The Maker Economy in Action
Posted December 6, 2016
In the context of renewed efforts to boost U.S. manufacturing since the 2007-09 recession, the maker movement has captured the imaginations of policy makers and commanded attention and resources at the White House and in city halls across the nation. CUR Visiting Research Scholar Laura Wolf-Powers is the lead author on this report, which provides first-of-its-kind evidence on the locally embedded business enterprises fueling the maker phenomenon, and on the institutional ecosystems that support them in three cities: New York City, Chicago, Illinois, and Portland, Oregon. The report was funded by the Ewing Marion Kauffman Foundation and co-authored with collaborators at Portland State University and the University of Illinois.
Maker ecosystems and local economic development
The term “making” (which refers to the design and fabrication of products, often making use of newly accessible technologies such as 3-D printing, CNC carving tools, or printed circuit boards) describes a range of activity undertaken by learners, do-it-yourselfers and businesspeople, in community centers, classrooms, public library branches, and factories. Of greatest significance to urban policy makers is the emergence of maker-entrepreneurs, place-based production enterprises that integrate design and production in creating goods for sale. Confidence in the proposition that making can help revive and diversify cities’ economies animates a host of efforts, from the White House Nation of Makers initiative to local initiatives organized under the umbrella of the Urban Manufacturing Alliance, with 475 members in 130 cities.
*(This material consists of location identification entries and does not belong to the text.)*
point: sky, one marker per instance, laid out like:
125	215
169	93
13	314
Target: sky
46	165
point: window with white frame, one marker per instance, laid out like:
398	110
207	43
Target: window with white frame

This research, funded by the Ewing Marion Kauffman Foundation through its Urban and Metropolitan Entrepreneurship research program, provides new information about makers as entrepreneurs. The work fills an important gap: it accounts for makers’ motives, goals, and challenges they face in moving from ideas to consumer products. It also reveals the workings of the varied organizations and policies that create and sustain maker-entrepreneurs at the urban and regional scale.